Madame Tussauds müzesi her biri benzersiz eserlerle ziyaretçilerini memnun edebilecek çok sayıda balmumu sergisine sahip bir müzedir. Salonlar konukları harika kişiliklerle tanıştırıyor, çocuklar için bile eğlenceler var - Marvel'den ünlü kahramanların figürleri vb.

Paramız için ziyaret edilecek bir aile bileti 2000 rubleye mal oluyor. Sergi 4 salona ayrılmıştır - bunların en büyüğü World Arena'dır. Burada kültürel figürler ve hatta politikacılar var. "Korku Odası" en çok ziyaret edilen oda, zaten tahmin edebileceğiniz gibi, içinde çok korkutucu!

2. Londra kulesi

Londra'daki en güzel 10 cazibe merkezi

Londra kulesi - şehrin hem sakinleri hem de turistleri için favori bir yer. Thames'in kuzey kıyısında duran bir kaledir. Bu, İngiltere'deki en eski bina ve Londra'nın tarihi merkezidir.

Başlangıçta Kule savunma amaçlı inşa edilmiş ve daha sonra hem hayvanat bahçesi hem de hapishane vb. Kule'de toplam 1078 infaz gerçekleştirildi.

Şimdi Kule, 27. yüzyılda olduğundan pek farklı değil. Kalede birkaç daire var ve periyodik olarak geziler düzenleniyor.
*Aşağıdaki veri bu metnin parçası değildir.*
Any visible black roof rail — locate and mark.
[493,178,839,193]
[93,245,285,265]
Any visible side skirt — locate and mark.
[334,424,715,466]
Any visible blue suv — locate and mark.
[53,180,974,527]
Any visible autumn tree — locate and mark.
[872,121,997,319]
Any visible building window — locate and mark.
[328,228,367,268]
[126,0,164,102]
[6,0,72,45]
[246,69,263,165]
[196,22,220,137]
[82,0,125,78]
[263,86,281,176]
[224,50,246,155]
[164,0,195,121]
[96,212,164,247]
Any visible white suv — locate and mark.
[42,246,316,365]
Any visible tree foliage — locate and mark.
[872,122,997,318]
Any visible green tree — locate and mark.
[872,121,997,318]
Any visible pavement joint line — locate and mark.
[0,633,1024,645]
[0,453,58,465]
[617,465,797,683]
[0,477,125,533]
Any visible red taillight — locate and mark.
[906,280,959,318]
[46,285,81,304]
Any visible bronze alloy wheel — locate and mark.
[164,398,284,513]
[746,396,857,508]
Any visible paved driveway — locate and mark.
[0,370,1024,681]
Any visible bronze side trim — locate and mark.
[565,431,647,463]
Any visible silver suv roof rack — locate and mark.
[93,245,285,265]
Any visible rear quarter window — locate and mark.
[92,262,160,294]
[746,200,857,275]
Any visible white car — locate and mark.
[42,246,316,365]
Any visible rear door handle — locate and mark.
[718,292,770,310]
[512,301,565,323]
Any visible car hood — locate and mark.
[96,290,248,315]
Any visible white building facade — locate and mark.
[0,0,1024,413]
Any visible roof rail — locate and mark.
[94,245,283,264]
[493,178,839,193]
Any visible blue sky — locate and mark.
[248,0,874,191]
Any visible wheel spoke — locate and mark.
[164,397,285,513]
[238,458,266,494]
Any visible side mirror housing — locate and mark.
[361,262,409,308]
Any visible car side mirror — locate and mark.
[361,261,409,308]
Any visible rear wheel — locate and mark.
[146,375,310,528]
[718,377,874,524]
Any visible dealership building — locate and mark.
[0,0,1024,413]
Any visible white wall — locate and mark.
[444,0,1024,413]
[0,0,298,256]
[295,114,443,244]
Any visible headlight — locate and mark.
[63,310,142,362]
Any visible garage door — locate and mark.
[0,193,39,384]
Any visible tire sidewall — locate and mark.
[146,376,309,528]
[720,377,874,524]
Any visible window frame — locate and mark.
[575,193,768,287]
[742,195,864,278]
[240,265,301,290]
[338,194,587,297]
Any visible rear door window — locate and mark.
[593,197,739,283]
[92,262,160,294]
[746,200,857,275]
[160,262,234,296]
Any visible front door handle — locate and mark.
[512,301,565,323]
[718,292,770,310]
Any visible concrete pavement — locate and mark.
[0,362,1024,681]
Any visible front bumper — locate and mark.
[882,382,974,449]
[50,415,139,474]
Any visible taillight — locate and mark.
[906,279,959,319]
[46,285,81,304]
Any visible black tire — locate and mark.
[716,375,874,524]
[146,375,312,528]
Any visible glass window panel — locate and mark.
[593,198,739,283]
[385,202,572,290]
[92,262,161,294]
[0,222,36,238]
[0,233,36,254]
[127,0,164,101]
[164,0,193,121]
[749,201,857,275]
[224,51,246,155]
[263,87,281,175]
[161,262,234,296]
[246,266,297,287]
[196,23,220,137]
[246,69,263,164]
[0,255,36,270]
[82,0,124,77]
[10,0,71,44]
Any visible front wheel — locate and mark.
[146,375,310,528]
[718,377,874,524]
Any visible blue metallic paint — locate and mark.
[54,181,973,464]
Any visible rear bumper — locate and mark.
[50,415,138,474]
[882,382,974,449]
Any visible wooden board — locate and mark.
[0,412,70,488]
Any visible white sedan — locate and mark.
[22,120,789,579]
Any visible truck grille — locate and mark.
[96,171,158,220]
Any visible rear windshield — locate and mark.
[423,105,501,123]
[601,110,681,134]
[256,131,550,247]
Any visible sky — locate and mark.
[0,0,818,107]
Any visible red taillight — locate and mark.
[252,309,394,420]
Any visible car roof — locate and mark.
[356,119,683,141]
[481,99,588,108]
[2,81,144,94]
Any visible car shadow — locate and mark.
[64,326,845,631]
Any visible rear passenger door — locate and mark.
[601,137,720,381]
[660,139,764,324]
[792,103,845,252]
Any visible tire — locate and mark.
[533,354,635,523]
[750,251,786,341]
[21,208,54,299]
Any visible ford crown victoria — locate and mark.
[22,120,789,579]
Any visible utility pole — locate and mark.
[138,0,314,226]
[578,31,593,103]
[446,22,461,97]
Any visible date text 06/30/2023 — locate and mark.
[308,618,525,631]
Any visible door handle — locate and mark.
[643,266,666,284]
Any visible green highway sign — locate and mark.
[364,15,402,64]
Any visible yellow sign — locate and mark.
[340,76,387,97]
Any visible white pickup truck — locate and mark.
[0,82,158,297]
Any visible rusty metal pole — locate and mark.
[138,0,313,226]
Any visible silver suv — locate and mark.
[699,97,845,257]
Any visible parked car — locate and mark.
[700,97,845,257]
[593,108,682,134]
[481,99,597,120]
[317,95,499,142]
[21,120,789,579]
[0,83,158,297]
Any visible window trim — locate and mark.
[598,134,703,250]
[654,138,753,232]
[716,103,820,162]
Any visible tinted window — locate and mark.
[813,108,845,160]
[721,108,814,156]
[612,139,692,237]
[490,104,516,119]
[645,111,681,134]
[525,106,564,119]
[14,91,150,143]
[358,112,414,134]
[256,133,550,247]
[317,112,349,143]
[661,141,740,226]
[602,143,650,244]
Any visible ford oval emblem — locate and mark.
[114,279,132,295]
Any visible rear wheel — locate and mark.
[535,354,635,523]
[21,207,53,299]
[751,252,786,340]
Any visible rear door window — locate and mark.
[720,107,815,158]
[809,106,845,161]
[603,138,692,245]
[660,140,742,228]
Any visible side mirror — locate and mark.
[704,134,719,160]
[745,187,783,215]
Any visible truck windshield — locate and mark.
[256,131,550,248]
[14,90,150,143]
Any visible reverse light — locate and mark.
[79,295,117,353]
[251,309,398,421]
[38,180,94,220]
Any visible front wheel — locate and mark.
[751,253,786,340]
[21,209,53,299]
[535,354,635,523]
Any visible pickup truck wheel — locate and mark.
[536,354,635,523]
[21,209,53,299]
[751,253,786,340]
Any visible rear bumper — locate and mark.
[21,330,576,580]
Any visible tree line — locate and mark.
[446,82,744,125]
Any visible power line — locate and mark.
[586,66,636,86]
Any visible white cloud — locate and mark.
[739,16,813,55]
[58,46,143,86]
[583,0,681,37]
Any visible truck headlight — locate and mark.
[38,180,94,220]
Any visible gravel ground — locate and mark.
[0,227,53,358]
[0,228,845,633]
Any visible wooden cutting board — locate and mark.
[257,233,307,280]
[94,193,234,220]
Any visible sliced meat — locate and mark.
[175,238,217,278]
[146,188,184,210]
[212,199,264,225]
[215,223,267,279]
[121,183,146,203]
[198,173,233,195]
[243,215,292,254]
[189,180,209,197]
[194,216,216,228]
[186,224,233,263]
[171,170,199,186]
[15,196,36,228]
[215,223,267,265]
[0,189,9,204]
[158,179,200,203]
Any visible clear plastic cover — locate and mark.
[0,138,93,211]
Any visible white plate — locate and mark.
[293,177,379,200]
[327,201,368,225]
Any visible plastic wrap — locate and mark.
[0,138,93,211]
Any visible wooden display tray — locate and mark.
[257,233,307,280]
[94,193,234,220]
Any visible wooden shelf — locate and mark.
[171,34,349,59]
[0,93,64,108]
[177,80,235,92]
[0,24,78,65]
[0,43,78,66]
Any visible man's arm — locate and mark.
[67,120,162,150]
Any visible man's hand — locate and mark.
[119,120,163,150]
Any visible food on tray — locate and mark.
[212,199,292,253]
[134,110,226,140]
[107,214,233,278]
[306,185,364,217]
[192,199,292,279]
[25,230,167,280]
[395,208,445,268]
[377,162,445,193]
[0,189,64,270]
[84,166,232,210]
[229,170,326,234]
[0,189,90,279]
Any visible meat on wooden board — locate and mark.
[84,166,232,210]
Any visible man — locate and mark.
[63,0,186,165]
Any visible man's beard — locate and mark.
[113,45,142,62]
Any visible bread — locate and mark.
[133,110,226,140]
Burada biraz eğlenebilirsin! Örneğin 31 Aralık'tan XNUMX Aralık'a kadar burada ortaçağ kostümleri giymiş Yeni Yıl tatilleri kutlanıyor.

1. Buckingham Sarayı

Londra'daki en güzel 10 cazibe merkezi

Burası kraliyet ailesinin malıdır. Kraliçe ve ailesi, Buckingham Sarayı'nı önemli konuklar için bir buluşma yeri olarak kullanıyor. İç mekanları lüks - güzellikle çıldırabilirsiniz.

Turistler, sarayın güzelliğine o kadar hayran kalıyor ki saray, Londra'nın başlıca cazibe merkezlerinden biri haline geldi! Alan 20 hektar, 2 postane, polis, yüzme havuzu, bar var - genel olarak oldukça iyi vakit geçirebilirsiniz ve ayrıca koruma altında!

Buckingham Sarayı aslen Buckingham Dükü için inşa edilmişti, ancak 1762'de Kral George III (1738–1820) tarafından satın alındı. Ve Kraliçe Victoria (1819-1901) tahta çıktığında, saray İngiltere hükümdarlarının ana ikametgahı ilan edildi.